Data Pricing for Graph Neural Networks without Pre-purchased Inspection
Yiping Liu, Mengxiao Zhang, Jiamou Liu, Song Yang
TL;DR
This work tackles data pricing in graph-based model marketplaces when data cannot be inspected prior to payment. It introduces SIMT, a two-phase mechanism that first ranks data by a structural-importance score derived from structural entropy and PageRank, then procures data via cluster-wise auctions under budget constraints, and finally trains a GNN using feature propagation and edge augmentation with a contrastive objective. The method guarantees incentive compatibility, individual rationality, and budget feasibility, and demonstrates up to a 40% improvement in MacroF1/MicroF1 over baselines across five datasets. The approach advances practical data pricing for graph-structured data by leveraging graph topology to infer data value without disclosing raw attributes or labels, enabling effective model training in decentralized data settings.
Abstract
Machine learning (ML) models have become essential tools in various scenarios. Their effectiveness, however, hinges on a substantial volume of data for satisfactory performance. Model marketplaces have thus emerged as crucial platforms bridging model consumers seeking ML solutions and data owners possessing valuable data. These marketplaces leverage model trading mechanisms to properly incentive data owners to contribute their data, and return a well performing ML model to the model consumers.
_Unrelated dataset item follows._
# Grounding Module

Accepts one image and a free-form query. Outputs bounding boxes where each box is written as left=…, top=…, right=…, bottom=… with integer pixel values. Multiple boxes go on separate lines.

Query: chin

However, existing model trading mechanisms often assume the data owners are willing to share their data before being paid, which is not reasonable in real world. Given that, we propose a novel mechanism, named Structural Importance based Model Trading (SIMT) mechanism, that assesses the data importance and compensates data owners accordingly without disclosing the data. Specifically, SIMT procures feature and label data from data owners according to their structural importance, and then trains a graph neural network for model consumers. Theoretically, SIMT ensures incentive compatible, individual rational and budget feasible. The experiments on five popular datasets validate that SIMT consistently outperforms vanilla baselines by up to $40\%$ in both MacroF1 and MicroF1.